The past two years have seen a veritable explosion of new cybersecurity vulnerabilities, including a steep increase in hacktivism, which Wikipedia describes as ‘the subversive use of computers and computer networks to promote a political agenda or a social change. With roots in hacker culture and hacker ethics, its ends are often related to the free speech, human rights or freedom of information movements.’
Hacktivism came to a head in 2016 around the US elections, with numerous reported malicious cyber assaults being carried out against candidates (including Donald Trump, Hillary Clinton and Bernie Sanders), political parties and governmental IT networks.
Continuing into 2017, we saw WikiLeaks publish thousands of documents claiming the exposure of hacking secrets of the Central Intelligence Agency (CIA), which included the agency’s (and presumably other hackers’) abilities to break into mobile phones, smart TVs, and Microsoft, Mac and Linux operating systems.
A Wired.com article from August 2017 stated that: ‘Yesterday’s WikiLeaks dump reiterated something we already knew: our devices are fundamentally unsafe. No matter what kind of encryption we use, no matter which secure messaging apps we take care to run, no matter how careful we are to sign up for two-factor authentication, the CIA can infiltrate our operating systems, take control of our cameras and microphones, and bend our phones to their will. The same can be said of smart TVs, which could be made to surreptitiously record our living-room conversations, and Internet-connected cars, which could potentially be commandeered and even crashed.’
This year, a mere few weeks ago, a number of global technology companies began to roll out patches addressing design flaws in processors that were named ‘Meltdown’ and ‘Spectre’. The chip vulnerabilities leave devices such as desktops, laptops and smartphones exposed to unauthorised access and information theft, as well as cloud and virtual environments.
“Looking at the course of events over the past two years alone, it is clear that organisations across the globe are grappling with a very real, ever growing data security issue – whether it be held on premise or within the cloud,” states Wayne Olsen, security business unit manager at Datacentrix. “Businesses are under immense pressure to protect increasing volumes of data, prevent a myriad of attacks, and do it all faster and more effectively than ever before.”
In order to support local companies looking to boost cybersecurity measures, Datacentrix is launching two new services within its Security Operations Centre (SOC).
“Firstly, we have created the Datacentrix Cyber Threat Intelligence offering, which will allow local firms to monitor malware, phishing and hacking attacks, identify when information has been stolen, as well as check for malicious mobile attacks.

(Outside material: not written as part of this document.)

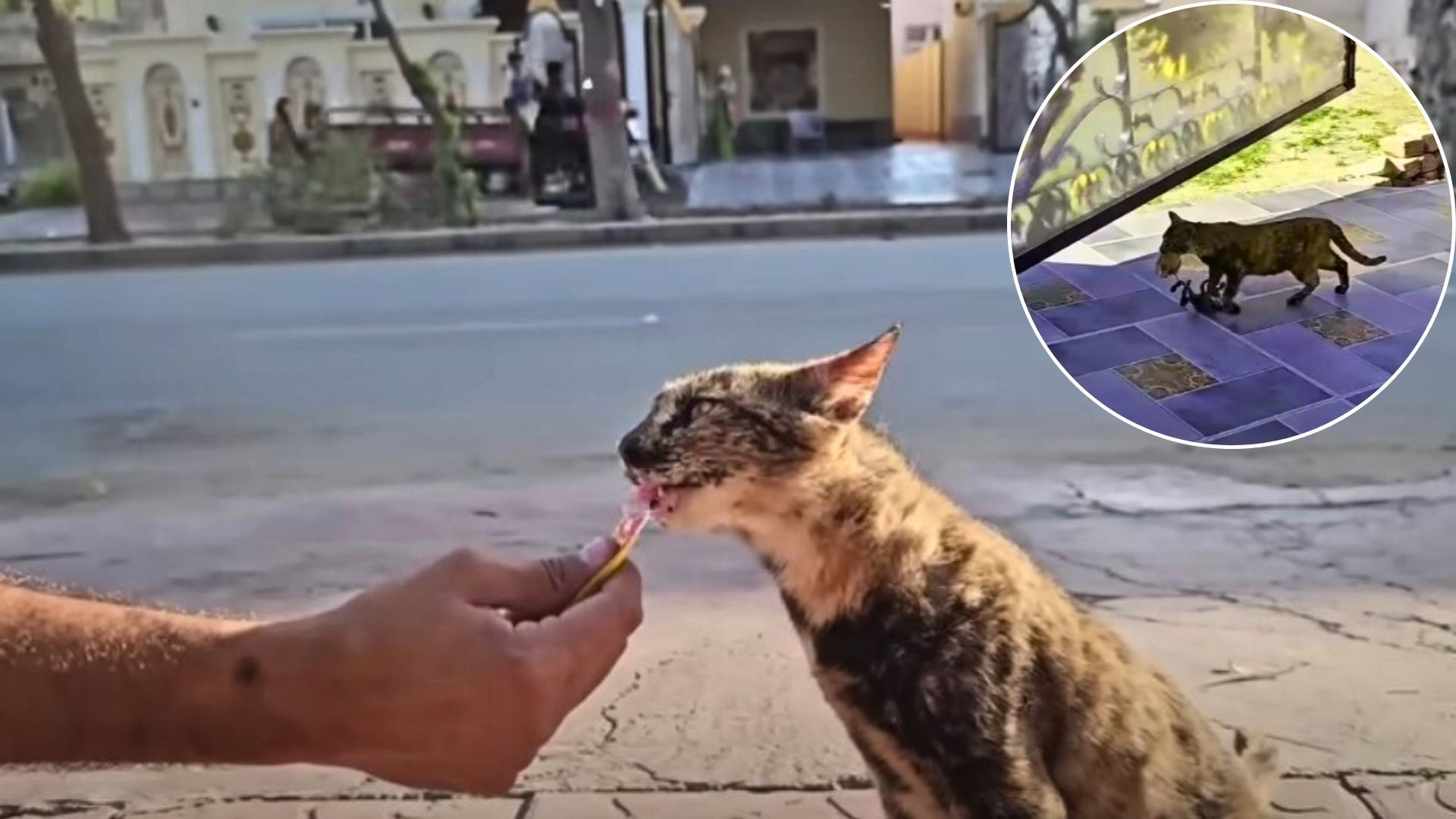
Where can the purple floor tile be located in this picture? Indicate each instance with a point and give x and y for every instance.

We’ve increasingly found that applications are being launched using an organisation’s name, without its knowledge or permission.
“A recent example of this was a fake version of the WhatsApp app that was downloaded a million times from the Google Play Store before it was discovered to be fraudulent. The Cyber Threat Intelligence offering will help to protect against all of these vulnerabilities, as well as other brand abuse, such as bogus social media accounts created using companies’ names.”

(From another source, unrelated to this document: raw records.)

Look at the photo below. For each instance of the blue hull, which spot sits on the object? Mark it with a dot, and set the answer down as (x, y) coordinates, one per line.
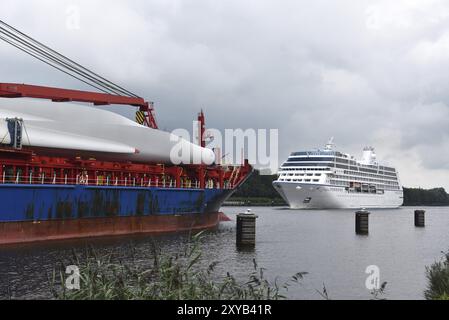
(60, 202)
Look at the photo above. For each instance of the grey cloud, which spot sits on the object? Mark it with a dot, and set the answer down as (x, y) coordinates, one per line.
(366, 72)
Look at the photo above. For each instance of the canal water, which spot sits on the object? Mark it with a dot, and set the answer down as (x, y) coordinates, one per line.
(320, 242)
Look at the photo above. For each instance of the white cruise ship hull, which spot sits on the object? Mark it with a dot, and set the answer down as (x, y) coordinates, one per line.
(316, 196)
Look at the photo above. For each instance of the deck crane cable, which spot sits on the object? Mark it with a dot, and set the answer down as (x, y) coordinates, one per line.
(47, 56)
(46, 62)
(74, 64)
(66, 62)
(44, 55)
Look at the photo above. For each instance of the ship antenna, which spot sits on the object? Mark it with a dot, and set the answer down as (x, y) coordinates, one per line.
(330, 144)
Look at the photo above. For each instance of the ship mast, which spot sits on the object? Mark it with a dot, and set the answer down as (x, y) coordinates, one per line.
(111, 93)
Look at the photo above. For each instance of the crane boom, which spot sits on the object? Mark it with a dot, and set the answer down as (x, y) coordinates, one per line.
(15, 90)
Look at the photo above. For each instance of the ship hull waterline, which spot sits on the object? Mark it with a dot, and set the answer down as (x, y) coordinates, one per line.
(35, 213)
(306, 196)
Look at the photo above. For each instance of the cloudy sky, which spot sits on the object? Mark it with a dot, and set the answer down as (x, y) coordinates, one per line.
(366, 72)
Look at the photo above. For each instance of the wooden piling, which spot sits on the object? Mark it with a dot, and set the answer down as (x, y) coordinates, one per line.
(362, 222)
(420, 218)
(246, 229)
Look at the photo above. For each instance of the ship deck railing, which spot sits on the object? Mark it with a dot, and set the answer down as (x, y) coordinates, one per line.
(108, 182)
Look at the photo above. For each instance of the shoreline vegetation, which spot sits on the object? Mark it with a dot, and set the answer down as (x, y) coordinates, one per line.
(168, 276)
(258, 191)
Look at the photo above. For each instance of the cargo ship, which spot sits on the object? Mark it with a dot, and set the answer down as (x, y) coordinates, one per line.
(74, 171)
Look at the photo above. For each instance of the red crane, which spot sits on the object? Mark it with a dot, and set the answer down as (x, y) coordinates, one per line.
(14, 90)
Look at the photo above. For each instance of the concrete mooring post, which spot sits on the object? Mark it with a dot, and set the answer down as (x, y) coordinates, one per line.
(362, 222)
(420, 218)
(246, 229)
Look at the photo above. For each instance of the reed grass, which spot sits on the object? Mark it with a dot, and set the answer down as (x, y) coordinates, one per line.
(178, 276)
(438, 279)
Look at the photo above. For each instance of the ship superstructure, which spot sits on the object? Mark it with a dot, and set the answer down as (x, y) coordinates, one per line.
(326, 178)
(71, 171)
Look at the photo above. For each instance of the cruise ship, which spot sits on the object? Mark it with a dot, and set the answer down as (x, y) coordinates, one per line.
(329, 179)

The new service allows Datacentrix to find existing and potential attackers – even on the dark web – minute by minute in real time, and ‘take them’,” Olsen explains.
“Secondly, Datacentrix is also introducing a Contextualised Vulnerability Management service, which will identify potential weak spots within a business’ network topology, and put them at the top of the risk and vulnerability list,” he says. “This allows organisations to then remediate any problem areas.

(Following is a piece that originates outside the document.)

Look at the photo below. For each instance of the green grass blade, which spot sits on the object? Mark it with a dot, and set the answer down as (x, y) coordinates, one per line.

“As a trusted security solution provider, it is Datacentrix’ intention to monitor and defend customer ICT environments in real time against any potential security threats, but to do this in such a way that our clients are also able to reduce costs and leverage existing technology for improved insight. We believe that the new services added to our SOC offering will be a game-changer in the local market,” he concludes.